Le 17 novembre 2016, neuf jours après la victoire de Donald Trump à l'élection présidentielle américaine, Shinzo Abe se précipite à New York pour le rencontrer, devenant ainsi le premier dirigeant étranger à être reçu par le président élu mais pas encore investi.

La stratégie de camaraderie de Shinzo Abe envers l'imprévisible milliardaire républicain pour garantir l'alliance entre le Japon et les Etats-Unis s'est globalement avérée payante.

Malgré des sujets récurrents de fâcherie, comme le déficit commercial chronique des Etats-Unis vis-à-vis du Japon, les deux chefs d'Etat ont vite noué des liens amicaux, agrémentant régulièrement leurs rencontres de parties de golf, leur passion commune.

Banzai pour l'empereur

Le 22 octobre 2019, le nouvel empereur du Japon Naruhito proclame solennellement son intronisation, au cours d'une cérémonie somptueuse et empreinte de rites immémoriaux au palais impérial de Tokyo.
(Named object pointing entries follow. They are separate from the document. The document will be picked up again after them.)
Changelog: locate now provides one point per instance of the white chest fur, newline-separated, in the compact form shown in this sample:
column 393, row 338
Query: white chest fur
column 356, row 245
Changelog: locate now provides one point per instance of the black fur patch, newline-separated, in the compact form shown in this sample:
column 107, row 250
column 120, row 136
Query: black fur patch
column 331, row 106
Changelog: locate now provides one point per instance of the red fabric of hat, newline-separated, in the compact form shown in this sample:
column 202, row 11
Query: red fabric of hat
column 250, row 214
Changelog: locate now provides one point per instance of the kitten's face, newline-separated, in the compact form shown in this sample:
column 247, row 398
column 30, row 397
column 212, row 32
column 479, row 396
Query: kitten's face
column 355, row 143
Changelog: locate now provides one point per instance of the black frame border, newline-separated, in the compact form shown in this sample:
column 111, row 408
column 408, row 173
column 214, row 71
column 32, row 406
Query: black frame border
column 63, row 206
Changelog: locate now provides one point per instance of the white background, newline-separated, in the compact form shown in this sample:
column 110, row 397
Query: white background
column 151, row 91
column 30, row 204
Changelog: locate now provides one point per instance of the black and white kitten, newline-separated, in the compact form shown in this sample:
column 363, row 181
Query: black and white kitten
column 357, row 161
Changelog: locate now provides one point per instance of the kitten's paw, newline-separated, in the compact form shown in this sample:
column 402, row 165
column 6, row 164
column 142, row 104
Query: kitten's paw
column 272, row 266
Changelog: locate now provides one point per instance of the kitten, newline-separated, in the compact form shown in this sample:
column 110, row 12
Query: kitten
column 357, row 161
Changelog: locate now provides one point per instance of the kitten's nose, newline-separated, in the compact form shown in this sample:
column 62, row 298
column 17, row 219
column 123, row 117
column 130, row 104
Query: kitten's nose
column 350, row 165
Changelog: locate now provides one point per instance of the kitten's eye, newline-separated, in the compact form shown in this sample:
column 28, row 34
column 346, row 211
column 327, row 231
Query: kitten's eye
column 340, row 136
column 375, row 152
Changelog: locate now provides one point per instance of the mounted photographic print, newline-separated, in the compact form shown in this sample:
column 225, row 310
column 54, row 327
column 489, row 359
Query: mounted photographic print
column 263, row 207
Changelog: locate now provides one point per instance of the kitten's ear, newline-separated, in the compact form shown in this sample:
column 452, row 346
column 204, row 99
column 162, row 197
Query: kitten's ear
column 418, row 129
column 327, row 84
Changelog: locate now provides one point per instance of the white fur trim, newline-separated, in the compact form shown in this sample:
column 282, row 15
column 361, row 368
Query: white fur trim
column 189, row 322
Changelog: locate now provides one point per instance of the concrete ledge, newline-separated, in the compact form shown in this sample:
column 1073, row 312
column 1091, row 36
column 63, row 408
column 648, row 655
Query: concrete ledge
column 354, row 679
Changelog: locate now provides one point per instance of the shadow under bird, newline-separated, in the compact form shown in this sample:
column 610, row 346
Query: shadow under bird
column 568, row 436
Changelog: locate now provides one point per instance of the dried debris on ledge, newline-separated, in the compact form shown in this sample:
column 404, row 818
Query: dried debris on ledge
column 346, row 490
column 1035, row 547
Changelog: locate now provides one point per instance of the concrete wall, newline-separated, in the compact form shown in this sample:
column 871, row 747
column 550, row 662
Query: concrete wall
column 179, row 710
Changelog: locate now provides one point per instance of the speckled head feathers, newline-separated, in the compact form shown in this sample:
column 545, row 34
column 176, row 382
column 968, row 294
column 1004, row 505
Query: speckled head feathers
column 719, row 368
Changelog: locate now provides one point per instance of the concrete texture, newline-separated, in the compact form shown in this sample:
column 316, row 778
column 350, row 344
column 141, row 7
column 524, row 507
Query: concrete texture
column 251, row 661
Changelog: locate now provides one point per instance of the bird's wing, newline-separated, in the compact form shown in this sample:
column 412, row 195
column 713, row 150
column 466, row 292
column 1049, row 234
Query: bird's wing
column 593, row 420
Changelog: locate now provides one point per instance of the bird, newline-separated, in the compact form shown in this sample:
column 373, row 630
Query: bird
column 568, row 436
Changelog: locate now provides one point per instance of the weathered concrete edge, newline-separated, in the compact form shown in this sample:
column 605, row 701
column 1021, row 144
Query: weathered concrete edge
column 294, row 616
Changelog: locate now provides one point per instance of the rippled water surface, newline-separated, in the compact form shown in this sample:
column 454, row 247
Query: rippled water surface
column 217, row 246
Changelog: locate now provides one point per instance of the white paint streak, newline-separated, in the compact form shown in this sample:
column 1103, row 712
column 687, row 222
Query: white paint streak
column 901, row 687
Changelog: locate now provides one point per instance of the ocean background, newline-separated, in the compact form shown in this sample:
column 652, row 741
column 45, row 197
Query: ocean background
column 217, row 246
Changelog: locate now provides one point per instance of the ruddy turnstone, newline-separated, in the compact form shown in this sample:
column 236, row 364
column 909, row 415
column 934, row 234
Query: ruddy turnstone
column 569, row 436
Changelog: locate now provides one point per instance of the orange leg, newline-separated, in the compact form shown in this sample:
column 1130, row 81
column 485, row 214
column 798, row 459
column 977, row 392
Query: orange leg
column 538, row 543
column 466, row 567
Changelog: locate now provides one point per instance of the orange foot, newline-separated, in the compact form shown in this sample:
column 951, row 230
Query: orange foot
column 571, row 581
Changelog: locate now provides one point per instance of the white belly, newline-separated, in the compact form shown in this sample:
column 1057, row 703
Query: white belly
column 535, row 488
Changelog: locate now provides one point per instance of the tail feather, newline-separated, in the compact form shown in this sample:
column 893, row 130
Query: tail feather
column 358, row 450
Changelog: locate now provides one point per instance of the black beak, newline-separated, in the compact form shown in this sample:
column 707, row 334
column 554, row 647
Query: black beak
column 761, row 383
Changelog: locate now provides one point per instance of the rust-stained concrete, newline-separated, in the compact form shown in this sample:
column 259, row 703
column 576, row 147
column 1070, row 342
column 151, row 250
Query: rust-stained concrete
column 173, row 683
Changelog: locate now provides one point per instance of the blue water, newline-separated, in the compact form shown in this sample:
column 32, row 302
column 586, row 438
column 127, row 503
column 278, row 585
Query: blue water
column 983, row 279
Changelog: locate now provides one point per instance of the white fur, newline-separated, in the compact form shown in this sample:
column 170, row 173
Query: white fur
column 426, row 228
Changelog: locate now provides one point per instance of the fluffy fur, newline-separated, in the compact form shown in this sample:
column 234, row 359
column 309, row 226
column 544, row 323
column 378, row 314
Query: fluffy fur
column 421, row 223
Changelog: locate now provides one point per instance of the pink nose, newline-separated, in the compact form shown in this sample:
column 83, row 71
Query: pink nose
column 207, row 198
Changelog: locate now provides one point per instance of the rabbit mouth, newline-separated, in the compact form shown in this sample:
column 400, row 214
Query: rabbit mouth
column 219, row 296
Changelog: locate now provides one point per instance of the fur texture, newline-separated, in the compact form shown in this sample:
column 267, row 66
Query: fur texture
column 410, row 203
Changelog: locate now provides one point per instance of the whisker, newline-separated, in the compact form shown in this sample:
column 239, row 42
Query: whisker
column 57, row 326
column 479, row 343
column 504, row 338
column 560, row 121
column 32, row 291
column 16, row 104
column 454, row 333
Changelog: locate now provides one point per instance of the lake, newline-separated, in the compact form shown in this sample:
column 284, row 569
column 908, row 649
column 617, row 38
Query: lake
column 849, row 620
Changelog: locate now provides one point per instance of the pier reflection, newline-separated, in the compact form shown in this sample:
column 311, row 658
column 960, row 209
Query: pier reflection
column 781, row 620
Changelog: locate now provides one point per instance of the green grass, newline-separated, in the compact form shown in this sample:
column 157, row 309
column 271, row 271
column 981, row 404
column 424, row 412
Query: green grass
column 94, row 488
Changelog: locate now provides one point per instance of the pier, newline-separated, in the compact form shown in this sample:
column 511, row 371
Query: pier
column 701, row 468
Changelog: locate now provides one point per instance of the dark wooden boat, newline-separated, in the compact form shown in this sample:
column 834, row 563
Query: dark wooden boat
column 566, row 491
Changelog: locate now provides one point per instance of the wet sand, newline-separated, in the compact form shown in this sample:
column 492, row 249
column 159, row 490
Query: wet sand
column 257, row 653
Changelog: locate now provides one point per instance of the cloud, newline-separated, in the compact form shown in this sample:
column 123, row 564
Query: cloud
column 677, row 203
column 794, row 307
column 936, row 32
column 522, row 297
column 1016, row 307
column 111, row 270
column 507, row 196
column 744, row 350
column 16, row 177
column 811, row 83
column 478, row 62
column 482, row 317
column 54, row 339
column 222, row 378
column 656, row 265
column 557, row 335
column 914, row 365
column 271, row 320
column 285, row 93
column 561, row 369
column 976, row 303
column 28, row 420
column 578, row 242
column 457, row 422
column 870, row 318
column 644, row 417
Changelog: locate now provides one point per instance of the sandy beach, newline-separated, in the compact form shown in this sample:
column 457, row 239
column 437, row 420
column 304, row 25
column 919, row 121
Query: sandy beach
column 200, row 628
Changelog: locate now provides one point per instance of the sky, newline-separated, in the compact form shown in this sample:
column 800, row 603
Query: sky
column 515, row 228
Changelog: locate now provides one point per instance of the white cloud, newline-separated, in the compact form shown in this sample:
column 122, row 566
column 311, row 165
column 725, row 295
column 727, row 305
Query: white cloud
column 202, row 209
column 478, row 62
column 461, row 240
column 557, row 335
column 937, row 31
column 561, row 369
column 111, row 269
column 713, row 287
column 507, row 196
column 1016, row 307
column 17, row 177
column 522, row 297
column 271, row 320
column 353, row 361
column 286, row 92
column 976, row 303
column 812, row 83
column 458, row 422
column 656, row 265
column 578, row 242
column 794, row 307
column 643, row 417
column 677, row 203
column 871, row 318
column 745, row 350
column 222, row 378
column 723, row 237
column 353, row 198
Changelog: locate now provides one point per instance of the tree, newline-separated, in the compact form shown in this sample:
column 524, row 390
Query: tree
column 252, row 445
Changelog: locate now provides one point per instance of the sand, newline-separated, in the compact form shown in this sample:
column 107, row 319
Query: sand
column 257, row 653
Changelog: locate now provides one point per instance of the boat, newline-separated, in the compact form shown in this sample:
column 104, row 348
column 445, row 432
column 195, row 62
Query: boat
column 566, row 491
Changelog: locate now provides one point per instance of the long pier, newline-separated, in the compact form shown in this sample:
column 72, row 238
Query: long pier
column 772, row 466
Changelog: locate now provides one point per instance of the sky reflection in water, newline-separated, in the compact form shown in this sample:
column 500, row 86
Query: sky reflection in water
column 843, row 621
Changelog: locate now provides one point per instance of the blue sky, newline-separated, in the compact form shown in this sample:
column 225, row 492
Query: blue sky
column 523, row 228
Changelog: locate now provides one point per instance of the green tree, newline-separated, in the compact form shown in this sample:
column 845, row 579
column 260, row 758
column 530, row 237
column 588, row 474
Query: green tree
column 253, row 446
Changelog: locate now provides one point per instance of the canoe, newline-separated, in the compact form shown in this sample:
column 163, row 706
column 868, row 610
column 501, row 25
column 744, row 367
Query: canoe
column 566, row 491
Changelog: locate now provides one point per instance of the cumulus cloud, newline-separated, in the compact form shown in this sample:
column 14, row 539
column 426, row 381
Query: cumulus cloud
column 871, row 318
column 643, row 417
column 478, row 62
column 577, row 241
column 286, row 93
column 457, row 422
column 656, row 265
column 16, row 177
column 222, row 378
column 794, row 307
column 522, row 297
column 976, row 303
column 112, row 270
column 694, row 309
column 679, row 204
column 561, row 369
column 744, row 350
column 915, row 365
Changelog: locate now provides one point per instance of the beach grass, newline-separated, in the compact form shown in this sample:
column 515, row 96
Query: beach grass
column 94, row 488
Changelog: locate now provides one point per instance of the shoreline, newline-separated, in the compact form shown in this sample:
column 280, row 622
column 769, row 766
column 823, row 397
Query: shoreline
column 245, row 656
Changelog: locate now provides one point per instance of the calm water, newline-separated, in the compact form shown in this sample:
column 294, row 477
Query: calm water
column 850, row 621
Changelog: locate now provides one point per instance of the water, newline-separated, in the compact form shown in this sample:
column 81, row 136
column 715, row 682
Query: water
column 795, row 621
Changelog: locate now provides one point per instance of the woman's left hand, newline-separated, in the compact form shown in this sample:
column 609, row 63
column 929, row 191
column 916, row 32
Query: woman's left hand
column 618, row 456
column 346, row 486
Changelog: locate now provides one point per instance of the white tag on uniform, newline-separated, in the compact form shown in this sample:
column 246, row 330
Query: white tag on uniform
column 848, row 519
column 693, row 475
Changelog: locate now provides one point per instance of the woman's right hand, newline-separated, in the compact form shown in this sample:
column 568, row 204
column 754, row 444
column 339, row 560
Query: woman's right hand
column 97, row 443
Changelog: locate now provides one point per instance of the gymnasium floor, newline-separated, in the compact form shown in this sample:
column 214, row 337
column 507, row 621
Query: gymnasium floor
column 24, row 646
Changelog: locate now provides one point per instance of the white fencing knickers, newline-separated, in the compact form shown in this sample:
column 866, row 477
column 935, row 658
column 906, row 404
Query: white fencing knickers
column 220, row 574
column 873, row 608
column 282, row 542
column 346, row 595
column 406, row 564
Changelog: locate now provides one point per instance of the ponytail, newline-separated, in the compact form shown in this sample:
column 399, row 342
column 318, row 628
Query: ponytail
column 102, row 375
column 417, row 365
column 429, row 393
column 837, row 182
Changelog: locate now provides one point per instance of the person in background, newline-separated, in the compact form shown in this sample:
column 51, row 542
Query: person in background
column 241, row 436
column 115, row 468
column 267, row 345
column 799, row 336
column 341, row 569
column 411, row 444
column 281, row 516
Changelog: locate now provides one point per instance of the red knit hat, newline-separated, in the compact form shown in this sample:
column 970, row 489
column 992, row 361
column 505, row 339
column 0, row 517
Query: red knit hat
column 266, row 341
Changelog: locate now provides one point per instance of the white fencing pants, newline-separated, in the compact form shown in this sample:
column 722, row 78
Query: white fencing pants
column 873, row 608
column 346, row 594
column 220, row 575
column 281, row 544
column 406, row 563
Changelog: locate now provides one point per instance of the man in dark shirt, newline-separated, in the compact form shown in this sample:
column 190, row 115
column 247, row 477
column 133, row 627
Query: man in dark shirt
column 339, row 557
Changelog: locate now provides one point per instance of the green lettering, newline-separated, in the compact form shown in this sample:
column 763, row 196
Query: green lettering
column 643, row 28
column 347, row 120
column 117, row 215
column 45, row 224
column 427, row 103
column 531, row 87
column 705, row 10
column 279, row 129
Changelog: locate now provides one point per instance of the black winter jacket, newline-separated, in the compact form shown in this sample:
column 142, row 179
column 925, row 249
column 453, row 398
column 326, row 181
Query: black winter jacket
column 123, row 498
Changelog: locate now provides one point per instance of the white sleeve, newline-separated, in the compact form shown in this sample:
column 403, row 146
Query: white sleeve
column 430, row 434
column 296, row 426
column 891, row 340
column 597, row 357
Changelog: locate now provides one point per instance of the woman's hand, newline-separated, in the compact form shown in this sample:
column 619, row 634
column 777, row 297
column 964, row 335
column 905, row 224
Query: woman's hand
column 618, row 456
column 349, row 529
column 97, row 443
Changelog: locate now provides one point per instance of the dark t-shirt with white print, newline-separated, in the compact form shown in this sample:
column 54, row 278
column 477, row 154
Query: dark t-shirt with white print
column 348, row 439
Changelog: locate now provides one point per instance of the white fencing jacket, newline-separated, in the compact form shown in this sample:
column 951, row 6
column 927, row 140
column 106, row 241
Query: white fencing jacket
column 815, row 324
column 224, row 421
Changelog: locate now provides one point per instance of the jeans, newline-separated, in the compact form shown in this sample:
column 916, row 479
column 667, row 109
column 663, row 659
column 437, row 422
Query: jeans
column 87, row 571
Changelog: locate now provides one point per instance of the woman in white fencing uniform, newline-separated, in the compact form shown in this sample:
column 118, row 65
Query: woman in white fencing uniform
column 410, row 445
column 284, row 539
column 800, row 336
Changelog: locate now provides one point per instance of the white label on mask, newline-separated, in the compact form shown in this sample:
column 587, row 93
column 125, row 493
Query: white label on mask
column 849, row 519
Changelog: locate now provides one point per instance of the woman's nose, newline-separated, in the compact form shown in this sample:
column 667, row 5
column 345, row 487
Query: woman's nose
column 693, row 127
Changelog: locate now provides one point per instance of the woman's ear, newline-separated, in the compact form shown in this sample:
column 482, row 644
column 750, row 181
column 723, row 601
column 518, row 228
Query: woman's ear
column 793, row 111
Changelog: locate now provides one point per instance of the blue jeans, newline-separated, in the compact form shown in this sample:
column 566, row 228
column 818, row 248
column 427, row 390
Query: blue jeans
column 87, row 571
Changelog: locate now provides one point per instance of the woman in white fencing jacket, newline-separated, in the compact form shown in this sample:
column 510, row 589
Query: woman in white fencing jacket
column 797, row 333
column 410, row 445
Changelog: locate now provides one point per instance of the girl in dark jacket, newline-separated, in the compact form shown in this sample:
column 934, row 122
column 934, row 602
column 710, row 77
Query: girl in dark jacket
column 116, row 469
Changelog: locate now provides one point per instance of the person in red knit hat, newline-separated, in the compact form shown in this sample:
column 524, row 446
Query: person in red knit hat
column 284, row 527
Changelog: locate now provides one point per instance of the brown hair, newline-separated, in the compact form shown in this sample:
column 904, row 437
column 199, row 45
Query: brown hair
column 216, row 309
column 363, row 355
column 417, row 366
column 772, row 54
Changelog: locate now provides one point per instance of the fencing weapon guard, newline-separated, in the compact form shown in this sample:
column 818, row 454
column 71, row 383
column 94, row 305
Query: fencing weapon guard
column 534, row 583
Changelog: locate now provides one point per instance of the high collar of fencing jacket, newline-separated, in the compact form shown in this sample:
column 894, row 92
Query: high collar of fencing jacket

Le Premier ministre japonais a félicité ce jour là le nouvel empereur, au nom de l'ensemble de la population du pays.

Après son discours, Shinzo Abe a crié trois fois "Banzai!" en levant les bras au ciel: une célèbre exclamation japonaise signifiant littéralement "10.000 ans" et revenant ainsi à souhaiter longue vie au nouveau souverain.